On Eating, Part II: A Brief Investigation
The Most Basic Need
I guess we can all agree that having a full stomach is the most basic need, not a desire that any species could close their eyes on in order to achieve the ultimate happiness. Now, what happens when one’s basic need is satisfied? If we were to imagine basic needs as heavy burdens sitting on our shoulders, then perhaps we could say that we can lift them temporarily by providing them fulfilment. So, the stress that the need (or let’s say the burden) forced upon the body and the mind would be relieved, and that’s why one could feel an absurd sensation of happiness, for example, after dining. But one should not confuse temporary relief with happiness, for happiness must always be pursued, and can never be achieved.
Social animals, including us, find pleasure in sharing their “temporary relief” with members of their community. That’s one reason we party, and the most important element of a party is eating. I have never been to a party where no food nor drink was offered. We gather around, and we eat. Everyone could have a good time in a social event if their needs are met, and satisfying needs and/or desires of any sort is the mere reason social animals gather together, otherwise why would one waste the precious time to attend to a party at which no satisfaction could be found?
Sharing the Relief
In many cultures foods are given as gifts. There are many rituals and ceremonies involving some sorts of foods or drinks. We are evolved with foods, and we survived with them. So, it would be wise to appreciate what we value the most in forms of rituals and ceremonies.

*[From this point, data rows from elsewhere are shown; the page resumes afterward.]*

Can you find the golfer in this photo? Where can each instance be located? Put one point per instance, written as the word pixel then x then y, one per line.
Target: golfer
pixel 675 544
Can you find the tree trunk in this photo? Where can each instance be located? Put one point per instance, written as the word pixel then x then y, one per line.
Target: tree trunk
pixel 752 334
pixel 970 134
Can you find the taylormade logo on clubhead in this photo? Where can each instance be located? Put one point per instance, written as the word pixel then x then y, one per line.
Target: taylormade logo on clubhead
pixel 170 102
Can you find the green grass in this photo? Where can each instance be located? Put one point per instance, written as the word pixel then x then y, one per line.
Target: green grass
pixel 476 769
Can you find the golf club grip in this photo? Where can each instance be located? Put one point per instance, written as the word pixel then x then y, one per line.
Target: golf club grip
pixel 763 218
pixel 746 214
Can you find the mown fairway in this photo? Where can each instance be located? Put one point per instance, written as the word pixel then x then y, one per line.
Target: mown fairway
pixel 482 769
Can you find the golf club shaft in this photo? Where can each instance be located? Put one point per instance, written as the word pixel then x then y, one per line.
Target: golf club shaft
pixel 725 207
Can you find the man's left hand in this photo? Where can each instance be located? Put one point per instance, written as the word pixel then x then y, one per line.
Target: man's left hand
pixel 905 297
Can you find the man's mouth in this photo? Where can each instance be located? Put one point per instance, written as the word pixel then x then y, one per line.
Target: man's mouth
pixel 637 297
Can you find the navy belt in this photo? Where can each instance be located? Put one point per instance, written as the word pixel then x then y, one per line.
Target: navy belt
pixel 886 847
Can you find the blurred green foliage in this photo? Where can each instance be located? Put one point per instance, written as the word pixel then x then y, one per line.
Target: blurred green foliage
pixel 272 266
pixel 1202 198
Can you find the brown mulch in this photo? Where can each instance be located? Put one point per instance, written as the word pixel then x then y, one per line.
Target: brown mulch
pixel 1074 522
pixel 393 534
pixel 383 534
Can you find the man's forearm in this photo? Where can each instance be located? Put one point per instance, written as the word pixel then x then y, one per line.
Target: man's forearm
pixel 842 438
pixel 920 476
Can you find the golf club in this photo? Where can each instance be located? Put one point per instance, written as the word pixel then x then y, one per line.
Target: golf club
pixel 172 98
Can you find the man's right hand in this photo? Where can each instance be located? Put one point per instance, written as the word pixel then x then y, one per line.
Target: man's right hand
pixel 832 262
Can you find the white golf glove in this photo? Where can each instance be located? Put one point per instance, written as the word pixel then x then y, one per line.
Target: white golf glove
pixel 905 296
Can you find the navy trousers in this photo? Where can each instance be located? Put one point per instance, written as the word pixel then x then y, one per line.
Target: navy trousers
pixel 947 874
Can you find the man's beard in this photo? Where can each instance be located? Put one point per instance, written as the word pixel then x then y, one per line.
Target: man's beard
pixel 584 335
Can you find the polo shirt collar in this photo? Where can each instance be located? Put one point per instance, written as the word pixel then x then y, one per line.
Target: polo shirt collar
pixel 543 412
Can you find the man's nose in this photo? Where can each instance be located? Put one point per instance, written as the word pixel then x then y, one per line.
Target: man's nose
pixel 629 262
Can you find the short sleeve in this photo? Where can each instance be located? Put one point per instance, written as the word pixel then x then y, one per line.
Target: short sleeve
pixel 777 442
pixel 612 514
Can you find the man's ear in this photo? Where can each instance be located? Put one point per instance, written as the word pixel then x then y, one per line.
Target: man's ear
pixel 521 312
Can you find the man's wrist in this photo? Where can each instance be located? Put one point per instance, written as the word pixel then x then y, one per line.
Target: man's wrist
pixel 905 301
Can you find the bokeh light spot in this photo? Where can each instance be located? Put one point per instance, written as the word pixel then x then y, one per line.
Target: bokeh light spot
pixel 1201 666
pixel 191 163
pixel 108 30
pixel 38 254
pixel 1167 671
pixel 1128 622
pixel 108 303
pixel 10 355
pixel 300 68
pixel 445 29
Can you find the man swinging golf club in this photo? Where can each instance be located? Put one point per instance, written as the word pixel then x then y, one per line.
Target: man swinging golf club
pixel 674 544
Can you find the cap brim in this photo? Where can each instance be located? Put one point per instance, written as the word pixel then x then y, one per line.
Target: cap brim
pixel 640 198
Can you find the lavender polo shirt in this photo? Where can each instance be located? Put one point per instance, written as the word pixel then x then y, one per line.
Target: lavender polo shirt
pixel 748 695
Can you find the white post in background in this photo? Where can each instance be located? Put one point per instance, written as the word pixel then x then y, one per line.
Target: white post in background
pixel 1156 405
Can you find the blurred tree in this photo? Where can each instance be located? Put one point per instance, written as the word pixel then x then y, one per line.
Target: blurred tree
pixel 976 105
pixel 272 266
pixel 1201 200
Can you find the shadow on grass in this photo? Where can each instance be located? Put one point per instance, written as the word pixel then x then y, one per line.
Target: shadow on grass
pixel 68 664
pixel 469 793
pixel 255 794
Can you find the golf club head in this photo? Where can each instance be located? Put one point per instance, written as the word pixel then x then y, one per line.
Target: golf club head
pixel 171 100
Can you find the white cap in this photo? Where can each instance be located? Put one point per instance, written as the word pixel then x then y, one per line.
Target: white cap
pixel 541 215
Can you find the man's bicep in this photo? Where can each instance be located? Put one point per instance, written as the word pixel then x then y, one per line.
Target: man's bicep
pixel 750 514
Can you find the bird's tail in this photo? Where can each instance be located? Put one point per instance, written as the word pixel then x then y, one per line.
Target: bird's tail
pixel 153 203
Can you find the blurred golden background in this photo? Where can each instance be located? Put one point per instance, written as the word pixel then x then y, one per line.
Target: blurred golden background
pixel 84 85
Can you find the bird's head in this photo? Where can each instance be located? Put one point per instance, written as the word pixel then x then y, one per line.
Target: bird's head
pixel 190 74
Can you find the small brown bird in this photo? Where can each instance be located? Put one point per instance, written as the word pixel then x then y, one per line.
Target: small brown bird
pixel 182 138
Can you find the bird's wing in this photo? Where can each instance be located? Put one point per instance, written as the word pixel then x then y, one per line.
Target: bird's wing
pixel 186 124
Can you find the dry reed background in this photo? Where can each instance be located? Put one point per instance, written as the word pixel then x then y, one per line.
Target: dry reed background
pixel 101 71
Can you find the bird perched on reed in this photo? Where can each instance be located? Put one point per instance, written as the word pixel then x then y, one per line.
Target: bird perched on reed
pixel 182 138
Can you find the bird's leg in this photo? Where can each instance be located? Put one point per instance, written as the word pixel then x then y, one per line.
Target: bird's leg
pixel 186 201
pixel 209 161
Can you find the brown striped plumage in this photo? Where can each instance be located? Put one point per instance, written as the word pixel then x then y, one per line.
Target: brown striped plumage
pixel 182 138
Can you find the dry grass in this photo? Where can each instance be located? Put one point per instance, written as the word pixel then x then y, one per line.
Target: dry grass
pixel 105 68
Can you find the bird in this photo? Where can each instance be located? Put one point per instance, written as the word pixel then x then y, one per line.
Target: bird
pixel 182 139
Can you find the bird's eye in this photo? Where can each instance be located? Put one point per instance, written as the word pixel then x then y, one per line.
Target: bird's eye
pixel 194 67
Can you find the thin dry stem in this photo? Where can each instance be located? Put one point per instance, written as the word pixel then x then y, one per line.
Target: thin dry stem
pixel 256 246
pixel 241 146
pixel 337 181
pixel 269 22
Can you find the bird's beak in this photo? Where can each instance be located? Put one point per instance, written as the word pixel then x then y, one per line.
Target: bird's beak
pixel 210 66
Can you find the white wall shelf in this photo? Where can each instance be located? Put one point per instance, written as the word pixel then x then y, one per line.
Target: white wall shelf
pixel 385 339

Now let us imagine we are Stone Age people: there would be no food delivery nor any restaurants. We are hunter-gatherers in the middle of the wilderness, in search of food. As a rule, whatever hunted or found should and will be shared, unless one would be foolish enough to risk the well-being of oneself by breaking the rules of a community.
Sharing something of high value with the members of a group could strengthen the relationship between oneself and the members of the group, and that means more chances of survival. Thus, one should help one another relieve one’s pain so that help could be received in case one needs it.
We party to share some of the relief. As a result, everyone might be fulfilled, relationships could become stronger, and the group is more likely to survive.